Consider this.  Had the sixth incarnation of Vishnu not failed so miserably, the eighth incarnation (Krishna) could not have said ‘Chaturvarnyam maya shrushtam’ (meaning ‘the system of four castes was crated by me’) but would have been required to say ‘Traivarnyam maya shrushtam’ (meaning ‘the system of three castes was created by me’) because by then only three varnas (castes) would have been left in existence.  Not only that, but Krishna could not have been borne as a Kshatriya like he did.

 

       When Ram (the seventh incarnation of Vishnu), also a Kshatriya, broke the Shivadhanusha, Parshuram got so angry that he wanted to punish Ram.  However, he, considered to be one of the seven immortals, did nothing when Mohammed of Ghazni broke the Shivalinga at Somnath that was a greater sin.  It is also amazing that the two incarnations of the same lord did not recognize each other let alone the improbability of their coexistence.

 

There can be no doubt that Parshuram was born before Rama and lived beyond him.  Why could not he kill Ravana?  He did go all the way to Kerala and could not have been unaware of the misdeeds of Ravana.  He was also on this earth when Kamsa was killing Devaki’s sons.  Why could not Parshuram kill Kamsa?

 

Parshuram is said to have possessed some knowledge (vidya) that he would not pass on to a non-Brahmin.  If the supreme knowledge of Yoga could be given to Ikshvaku, a Kshatriya, (Gita, Ch.4, Verse 1) why could not Parshuram’s lesser knowledge be given to a non-Brahmin?

 

Karna lied to him and learnt it from him.  However, when Parshuram found out that Karna was not a Brahmin, he cursed Karna to forget the knowledge just when it would be needed.  Let us examine the implications of this part of Parshuram’s behavior.

 

Parshuram existed before Ram and until Karna who was a contemporary of Krishna.  This was a very long duration spanning several centuries and may be millenniums.  During this extremely long time frame, our Arya Sanskriti (culture), which we keep boasting about so profoundly, failed to create even one Brahmin whom Parshuram could find worthy to bestow his knowledge.  As a result, combined with Parshuram’s narrow-mindedness, the knowledge got permanently lost to our people.  Had it not been lost, we could have better defended ourselves against the onslaught of aggressors later on.  This is why Parshuram’s worst fault was to have vanished (he did not die, did he?) without leaving his knowledge behind for the protection of our culture.

 

Vishnu is supposed to be omniscient.  One would expect his incarnations to be omniscient too.  If so, why could not Parshuram ‘know’ that Karna was a ‘sooryputra’ and not a ‘sootaputra’?  And the way he found out that Karna was not a Kshatriya was also disgusting.  Why should he have been napping in Karna's lap?  Why could he not nap with a pillow like everybody else?

 

When Ram and Krishna were born, Parshuram was already on the earth.  If Vishnu was on the earth as Parshuram, why was it necessary to come separately as Ram and Krishna?  Why could not he kill Ravana and Kamsa in his Parshuram incarnation?
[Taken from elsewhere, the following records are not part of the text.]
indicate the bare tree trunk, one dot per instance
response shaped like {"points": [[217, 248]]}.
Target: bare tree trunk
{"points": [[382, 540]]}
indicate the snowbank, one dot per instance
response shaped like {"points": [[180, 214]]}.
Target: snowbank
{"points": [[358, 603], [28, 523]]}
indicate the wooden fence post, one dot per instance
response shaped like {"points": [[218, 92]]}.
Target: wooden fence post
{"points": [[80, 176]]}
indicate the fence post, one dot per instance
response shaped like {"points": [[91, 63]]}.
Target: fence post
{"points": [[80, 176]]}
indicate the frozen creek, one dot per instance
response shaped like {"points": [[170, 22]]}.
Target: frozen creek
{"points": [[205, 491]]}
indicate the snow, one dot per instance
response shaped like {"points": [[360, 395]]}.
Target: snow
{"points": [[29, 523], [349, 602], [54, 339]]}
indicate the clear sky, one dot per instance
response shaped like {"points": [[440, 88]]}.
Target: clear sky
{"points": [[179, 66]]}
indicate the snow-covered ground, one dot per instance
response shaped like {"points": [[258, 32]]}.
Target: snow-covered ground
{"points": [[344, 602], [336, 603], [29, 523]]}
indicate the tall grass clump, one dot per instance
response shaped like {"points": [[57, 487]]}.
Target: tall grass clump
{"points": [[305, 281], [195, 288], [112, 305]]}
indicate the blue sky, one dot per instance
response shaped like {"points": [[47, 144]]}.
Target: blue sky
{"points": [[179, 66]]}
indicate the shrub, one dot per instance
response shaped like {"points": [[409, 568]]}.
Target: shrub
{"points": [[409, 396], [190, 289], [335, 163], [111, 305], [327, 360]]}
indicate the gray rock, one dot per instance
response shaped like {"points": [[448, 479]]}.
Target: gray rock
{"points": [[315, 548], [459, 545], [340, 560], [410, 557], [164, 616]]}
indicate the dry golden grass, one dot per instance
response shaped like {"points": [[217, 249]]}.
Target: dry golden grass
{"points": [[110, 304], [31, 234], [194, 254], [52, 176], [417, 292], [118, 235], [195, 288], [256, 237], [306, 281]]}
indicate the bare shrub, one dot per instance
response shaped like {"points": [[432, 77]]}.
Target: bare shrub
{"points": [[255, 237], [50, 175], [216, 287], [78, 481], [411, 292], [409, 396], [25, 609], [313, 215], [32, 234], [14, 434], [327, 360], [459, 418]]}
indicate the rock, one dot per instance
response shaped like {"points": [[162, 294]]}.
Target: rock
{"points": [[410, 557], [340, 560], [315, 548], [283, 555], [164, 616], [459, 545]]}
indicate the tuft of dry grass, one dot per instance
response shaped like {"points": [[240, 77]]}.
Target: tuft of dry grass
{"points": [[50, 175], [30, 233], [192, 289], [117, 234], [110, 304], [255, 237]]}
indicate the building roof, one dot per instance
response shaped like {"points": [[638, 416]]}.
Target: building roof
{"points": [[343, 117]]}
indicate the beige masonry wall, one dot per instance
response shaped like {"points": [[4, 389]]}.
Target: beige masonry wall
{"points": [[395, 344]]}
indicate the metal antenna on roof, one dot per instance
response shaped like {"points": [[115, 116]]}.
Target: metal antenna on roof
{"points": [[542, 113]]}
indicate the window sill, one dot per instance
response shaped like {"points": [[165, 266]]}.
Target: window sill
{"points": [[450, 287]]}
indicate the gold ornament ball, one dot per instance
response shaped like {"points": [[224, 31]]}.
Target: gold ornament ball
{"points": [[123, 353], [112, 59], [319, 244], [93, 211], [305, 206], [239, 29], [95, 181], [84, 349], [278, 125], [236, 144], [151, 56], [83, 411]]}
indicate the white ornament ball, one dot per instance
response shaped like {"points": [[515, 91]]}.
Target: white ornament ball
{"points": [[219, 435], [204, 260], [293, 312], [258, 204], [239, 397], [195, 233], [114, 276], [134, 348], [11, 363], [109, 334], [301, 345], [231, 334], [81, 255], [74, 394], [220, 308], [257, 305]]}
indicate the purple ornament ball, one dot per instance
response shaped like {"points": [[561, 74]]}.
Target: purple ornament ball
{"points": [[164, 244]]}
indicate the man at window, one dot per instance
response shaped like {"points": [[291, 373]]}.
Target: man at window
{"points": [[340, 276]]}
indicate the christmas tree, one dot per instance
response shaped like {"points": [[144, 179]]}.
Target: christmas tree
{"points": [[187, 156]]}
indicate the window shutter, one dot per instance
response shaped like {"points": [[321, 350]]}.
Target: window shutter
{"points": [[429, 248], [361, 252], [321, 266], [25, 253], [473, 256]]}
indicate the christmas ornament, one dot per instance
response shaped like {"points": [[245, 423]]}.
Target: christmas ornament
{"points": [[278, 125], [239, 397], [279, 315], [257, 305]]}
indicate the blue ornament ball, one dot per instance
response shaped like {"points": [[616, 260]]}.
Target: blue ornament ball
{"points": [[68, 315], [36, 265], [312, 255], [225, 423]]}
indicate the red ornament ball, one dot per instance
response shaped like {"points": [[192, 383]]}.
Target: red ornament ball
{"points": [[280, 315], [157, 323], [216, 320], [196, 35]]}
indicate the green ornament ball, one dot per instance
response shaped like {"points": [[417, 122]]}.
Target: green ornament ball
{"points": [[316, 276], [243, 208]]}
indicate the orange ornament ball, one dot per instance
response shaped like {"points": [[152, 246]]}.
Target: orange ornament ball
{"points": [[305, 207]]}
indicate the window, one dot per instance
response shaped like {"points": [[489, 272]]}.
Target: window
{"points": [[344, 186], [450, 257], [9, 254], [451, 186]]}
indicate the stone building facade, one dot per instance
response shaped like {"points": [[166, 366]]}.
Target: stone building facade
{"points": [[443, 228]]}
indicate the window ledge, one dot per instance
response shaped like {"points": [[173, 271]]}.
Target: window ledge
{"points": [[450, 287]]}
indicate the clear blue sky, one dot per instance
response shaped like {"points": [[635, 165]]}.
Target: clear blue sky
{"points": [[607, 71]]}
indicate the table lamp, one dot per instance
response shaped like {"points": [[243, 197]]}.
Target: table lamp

Parshuram asked Gangeya, a Kshatriya, to marry Ambalika because the latter had kidnapped her.  Gangeya declined.  The two fought.  Parshuram lost again (after having filed 21 times to eradicate all  Kshatriyas from the earth) and therefore went away to the Himalayas.  He is considered to be 'immortal' along with six others according to the following verse.


अश्वत्थामाबलिर्व्यासोहनुमांश्च विभीषण: ।

कृपश्चपरशुरामश्च सप्तैतेचिरंजीविन: ।।

     What good has such immortality of Parshuram done to Hinduism?

     It should not be difficult to see that the whole theory of incarnations does not make any sense.